Richard, a local Marquesean, found us on the pier and offered us a deal we could not refuse! His tour of the island was well worth it; for the vista, the history and stories he shared with us and for his company. We teamed up with Deb and Don from Buena Vista whom we met in the Sea some 18 months ago.

Original ceremonial sites on the islands are now being restored and archaeological digs have unearthed tools and weapons used to combat enemies. Some of the Tikis found demonstrate sacrifice, which was so much a part of their culture.

At one site, a Banyan Tree (crummy photo but you get the idea of size!) has a large hole behind it where the skulls were stored.

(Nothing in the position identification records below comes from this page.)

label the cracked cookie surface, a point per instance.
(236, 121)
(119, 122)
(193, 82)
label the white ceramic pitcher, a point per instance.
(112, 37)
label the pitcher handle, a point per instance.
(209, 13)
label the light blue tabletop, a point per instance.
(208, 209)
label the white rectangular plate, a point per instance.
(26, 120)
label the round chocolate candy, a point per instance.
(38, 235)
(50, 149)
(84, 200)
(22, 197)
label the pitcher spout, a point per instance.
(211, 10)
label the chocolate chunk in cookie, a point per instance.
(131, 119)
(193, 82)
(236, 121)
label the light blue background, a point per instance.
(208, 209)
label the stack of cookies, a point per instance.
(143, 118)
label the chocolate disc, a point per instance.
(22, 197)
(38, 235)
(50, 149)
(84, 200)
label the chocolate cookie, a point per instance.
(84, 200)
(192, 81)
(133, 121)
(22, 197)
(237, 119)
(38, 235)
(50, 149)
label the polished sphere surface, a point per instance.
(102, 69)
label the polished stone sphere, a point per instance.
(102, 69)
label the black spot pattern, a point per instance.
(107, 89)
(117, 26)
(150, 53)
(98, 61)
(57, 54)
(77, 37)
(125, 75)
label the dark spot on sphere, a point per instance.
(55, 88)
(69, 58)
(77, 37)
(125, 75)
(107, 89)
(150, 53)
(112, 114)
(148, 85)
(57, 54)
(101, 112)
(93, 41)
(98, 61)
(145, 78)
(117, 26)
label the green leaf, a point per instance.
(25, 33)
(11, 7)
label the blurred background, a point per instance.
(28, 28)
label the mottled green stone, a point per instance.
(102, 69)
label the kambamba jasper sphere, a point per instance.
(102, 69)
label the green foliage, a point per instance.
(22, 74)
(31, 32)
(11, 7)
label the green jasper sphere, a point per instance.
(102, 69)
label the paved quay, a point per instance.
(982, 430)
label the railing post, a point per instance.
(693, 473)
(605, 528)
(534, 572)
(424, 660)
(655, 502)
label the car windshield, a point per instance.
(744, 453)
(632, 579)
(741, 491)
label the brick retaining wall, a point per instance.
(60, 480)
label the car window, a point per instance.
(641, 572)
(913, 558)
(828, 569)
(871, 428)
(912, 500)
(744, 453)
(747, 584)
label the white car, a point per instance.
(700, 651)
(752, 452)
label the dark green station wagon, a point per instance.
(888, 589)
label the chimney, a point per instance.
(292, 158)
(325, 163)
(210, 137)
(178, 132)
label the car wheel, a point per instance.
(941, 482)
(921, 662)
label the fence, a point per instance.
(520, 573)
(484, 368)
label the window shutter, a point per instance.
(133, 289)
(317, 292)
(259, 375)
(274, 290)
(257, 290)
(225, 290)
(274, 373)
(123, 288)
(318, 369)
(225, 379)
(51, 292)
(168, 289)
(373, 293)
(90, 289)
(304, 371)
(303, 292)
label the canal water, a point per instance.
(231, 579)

The Marquesas are now huge exporters of Noni fruit, the juice of which claims to solve all ailments and popular in the west. It is from such sales that the people can now afford 4 wheel drive vehicles. Even the smallest villages have vehicles which seems a little strange as they do not have far to drive. However, even the short distance makes their life easier.

Being part of the Christian world, churches are very much part of the landscape with Crosses and Virgin Mary's located on the highest points above the villages. Beautiful flowers are arranged each weak for the services.

We have really enjoyed interacting with the Marquesan people who are helpful and friendly and even after short encounters in the supermarket or banks and the like, they wave and say bonjour! They have told us that the people in Papeete are not so friendly (more French??) but you get that in any city environment. We know after the Tuamotos we have to lock the boat and the dinghy/outboard all the time. Although an interesting place to visit, the Marquesas is not a WOW destination for us. We look forward to the atolls of the Tuamotos and the stunning locations of Tahiti, Moorea and Bora Bora.